ZORTMAN, (4,000 alt., 70 pop.), is not quite a ghost town, but has the forlorn, time-bleached appearance common to abandoned camps. Many cabins, built by hopeful prospectors in the 1890's, stand win-dowless and lonely among the trees.

Pete Zortman, who came to the Little Rockies in the 1880's, discovered a mine he named the Alabama, which is said to have produced $600,000. In the early 1890's Charles Whitcomb discovered what became the Ruby Gulch mine, 2 miles north of Zortman, credited with $3,500,000. What was asserted to be the world's second largest cyanide mill was erected here, and for several years wagonloads of gold bricks were freighted out of town to Malta and Dodson.

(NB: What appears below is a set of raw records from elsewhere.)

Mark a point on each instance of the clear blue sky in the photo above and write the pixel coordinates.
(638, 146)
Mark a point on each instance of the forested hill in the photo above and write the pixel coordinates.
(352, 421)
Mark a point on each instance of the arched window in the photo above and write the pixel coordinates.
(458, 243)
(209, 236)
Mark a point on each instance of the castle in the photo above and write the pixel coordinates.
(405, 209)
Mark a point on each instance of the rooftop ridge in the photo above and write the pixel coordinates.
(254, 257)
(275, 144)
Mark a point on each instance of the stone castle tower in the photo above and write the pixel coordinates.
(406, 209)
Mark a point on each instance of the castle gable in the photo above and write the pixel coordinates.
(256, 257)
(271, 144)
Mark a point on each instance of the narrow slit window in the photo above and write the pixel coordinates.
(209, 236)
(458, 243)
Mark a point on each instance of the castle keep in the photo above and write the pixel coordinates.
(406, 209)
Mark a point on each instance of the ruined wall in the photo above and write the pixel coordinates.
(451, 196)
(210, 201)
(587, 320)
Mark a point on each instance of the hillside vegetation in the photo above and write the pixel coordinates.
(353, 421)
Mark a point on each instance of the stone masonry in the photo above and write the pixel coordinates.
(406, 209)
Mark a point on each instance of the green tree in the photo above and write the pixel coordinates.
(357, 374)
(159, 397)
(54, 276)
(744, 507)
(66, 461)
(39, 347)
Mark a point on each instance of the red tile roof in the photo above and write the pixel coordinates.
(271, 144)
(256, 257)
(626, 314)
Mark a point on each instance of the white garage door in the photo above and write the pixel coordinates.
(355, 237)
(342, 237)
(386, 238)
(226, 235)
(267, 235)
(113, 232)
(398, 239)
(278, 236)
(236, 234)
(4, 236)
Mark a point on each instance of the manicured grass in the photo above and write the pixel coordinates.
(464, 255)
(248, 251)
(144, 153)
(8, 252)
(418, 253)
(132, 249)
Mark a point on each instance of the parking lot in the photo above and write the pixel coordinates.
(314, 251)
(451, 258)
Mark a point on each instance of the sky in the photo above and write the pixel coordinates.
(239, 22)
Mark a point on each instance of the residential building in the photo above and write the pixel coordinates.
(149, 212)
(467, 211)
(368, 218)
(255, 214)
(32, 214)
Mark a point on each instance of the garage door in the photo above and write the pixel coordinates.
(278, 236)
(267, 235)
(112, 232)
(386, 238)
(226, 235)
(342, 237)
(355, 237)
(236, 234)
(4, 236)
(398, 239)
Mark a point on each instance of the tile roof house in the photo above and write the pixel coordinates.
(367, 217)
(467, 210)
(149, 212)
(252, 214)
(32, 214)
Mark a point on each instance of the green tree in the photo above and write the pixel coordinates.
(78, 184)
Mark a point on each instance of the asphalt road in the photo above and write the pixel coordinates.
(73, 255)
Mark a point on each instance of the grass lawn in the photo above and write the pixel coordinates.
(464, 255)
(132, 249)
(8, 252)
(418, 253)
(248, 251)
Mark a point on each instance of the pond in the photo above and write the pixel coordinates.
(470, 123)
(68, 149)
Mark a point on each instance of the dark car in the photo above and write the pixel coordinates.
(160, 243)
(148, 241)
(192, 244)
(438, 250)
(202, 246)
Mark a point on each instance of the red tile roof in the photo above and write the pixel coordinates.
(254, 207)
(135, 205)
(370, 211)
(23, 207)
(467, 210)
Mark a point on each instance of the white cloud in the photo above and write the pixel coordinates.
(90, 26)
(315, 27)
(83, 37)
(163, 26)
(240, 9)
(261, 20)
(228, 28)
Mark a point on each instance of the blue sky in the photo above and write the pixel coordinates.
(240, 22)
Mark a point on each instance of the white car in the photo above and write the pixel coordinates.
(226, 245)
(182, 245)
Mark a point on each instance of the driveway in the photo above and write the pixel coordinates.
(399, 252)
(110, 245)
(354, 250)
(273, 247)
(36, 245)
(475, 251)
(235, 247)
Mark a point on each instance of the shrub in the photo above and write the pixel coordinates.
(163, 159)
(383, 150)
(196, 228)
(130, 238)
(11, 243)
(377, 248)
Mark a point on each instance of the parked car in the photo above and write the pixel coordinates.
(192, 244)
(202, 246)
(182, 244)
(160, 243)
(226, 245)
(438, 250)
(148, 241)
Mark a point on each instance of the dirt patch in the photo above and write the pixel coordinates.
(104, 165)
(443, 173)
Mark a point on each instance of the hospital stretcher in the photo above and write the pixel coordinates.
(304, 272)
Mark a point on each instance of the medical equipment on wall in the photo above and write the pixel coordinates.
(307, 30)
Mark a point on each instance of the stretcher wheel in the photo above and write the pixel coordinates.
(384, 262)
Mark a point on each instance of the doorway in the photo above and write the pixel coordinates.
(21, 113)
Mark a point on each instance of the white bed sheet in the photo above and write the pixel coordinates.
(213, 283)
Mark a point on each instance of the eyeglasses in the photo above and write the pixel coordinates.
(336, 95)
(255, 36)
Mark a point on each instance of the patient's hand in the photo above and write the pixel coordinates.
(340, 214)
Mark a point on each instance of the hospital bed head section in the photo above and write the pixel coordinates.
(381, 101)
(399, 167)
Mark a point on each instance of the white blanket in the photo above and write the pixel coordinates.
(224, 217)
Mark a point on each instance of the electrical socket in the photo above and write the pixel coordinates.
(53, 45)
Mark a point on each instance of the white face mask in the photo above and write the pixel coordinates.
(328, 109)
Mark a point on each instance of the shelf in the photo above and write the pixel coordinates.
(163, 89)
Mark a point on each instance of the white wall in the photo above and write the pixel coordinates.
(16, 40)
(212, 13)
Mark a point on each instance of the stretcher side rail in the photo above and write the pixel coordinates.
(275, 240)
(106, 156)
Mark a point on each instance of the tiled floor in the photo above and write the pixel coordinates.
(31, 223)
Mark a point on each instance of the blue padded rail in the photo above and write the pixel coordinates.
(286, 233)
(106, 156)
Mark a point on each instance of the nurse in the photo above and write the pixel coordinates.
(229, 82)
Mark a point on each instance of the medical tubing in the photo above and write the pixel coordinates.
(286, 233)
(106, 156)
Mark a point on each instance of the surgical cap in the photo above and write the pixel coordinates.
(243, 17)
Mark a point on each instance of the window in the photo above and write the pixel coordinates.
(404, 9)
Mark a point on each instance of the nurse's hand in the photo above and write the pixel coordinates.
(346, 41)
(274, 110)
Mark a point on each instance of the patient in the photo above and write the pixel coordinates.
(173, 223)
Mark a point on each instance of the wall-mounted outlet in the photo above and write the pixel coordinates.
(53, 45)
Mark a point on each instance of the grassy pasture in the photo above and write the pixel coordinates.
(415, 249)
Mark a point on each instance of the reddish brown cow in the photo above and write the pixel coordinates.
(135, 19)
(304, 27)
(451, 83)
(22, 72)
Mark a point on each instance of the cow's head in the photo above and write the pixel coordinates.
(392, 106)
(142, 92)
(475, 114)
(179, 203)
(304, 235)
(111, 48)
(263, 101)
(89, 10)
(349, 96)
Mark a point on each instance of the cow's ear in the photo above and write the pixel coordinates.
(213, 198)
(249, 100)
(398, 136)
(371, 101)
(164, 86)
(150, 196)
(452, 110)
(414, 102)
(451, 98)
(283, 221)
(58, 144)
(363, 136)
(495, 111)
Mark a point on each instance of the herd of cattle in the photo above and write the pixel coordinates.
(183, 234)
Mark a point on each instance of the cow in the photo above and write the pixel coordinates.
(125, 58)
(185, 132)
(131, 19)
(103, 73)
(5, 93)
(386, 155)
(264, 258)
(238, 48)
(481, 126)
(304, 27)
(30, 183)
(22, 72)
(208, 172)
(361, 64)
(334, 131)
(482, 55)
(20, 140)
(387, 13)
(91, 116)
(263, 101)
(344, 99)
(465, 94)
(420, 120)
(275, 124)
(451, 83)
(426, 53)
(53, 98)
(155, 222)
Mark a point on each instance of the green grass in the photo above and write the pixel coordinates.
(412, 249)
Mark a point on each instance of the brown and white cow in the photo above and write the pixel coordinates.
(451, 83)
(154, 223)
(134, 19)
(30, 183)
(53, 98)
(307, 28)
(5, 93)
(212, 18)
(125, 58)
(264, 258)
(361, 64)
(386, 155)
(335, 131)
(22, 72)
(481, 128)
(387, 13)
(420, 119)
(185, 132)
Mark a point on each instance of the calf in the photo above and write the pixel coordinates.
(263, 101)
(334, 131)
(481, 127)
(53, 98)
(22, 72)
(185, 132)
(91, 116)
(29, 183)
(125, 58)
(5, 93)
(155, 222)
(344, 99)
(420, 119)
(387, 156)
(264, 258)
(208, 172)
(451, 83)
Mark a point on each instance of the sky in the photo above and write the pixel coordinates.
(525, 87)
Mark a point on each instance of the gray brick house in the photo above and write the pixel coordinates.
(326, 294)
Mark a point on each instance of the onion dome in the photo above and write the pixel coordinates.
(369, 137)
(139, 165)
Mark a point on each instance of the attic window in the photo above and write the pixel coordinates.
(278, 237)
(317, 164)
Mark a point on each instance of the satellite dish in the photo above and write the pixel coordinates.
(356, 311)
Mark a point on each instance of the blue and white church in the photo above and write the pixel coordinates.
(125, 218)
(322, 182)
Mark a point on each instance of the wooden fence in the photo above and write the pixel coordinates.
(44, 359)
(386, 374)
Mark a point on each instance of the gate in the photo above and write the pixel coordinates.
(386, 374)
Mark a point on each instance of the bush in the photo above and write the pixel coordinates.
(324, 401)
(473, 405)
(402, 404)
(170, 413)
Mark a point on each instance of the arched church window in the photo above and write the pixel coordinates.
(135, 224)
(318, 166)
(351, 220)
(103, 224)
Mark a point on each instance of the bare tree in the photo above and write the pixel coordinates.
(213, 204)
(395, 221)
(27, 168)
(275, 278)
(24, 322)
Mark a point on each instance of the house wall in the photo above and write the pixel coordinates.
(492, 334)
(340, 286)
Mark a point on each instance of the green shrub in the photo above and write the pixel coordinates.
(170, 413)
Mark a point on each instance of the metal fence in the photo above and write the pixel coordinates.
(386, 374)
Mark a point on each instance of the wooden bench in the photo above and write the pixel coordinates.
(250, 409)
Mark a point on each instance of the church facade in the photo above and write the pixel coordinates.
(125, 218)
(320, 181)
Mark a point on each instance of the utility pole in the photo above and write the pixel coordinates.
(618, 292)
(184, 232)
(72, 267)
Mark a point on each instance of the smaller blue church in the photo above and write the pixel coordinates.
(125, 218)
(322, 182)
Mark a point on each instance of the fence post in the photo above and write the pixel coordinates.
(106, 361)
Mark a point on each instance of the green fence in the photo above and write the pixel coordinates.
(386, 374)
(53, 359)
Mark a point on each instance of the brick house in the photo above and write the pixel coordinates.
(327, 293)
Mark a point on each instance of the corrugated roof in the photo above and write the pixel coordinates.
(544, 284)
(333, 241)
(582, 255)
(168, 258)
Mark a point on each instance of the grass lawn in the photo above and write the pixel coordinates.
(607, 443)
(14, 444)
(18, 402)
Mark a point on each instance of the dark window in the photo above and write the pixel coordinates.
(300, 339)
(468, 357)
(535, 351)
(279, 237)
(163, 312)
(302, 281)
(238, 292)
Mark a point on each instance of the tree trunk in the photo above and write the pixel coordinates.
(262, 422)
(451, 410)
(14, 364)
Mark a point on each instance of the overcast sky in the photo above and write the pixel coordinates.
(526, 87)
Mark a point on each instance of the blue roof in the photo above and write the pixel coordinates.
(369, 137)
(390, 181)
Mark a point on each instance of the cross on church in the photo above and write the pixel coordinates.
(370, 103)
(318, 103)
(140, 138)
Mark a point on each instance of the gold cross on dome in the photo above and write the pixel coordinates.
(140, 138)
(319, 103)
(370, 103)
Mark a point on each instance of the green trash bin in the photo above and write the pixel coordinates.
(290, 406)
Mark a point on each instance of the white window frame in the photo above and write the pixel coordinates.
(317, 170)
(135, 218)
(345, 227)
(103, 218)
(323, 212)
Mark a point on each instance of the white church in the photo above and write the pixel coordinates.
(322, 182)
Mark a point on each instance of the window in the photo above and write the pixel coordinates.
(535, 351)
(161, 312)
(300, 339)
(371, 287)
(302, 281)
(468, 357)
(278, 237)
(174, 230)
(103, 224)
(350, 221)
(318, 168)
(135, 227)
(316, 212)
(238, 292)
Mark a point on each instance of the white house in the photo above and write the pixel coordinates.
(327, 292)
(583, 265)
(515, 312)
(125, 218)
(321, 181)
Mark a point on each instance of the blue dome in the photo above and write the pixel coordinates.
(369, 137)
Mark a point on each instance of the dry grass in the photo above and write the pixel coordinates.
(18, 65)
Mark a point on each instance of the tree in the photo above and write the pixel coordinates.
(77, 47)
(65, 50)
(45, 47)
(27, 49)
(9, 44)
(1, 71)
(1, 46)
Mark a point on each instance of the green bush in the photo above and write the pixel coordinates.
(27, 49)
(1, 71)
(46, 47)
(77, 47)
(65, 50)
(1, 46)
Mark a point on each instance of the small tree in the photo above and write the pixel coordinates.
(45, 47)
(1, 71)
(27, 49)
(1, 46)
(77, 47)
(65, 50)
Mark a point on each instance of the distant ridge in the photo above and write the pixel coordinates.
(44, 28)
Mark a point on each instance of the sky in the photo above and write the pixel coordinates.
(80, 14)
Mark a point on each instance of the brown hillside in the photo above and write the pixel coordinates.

It is said that there was a saloon entrance every 40 feet along the street and a badman on every corner. One of its legendary characters was Joe Mallette, a freighter whose skill earned him the most difficult jobs in a difficult trade. He rigged a boom on the uphill side of his wagon, and perched on it to steady his loads on the primitive mountain trails. Once the slant became too great for his weight to offset and his load of bottled stuff turned over, tossing him down the slope in a cascade of glass and foaming beer. On another occasion when he was attempting to haul a large boiler over the alkali flats to the Ruby Gulch mine, his wagon sank to its axles. Mallette rigged a rolling hitch and rolled the boiler, a few feet at a time, across three miles of mud.

Shortly after 1900, when all the easily accessible ore had been removed, Zortman's mill burned down and in 1929 a fire destroyed four buildings on the main street, virtually wiping out the town.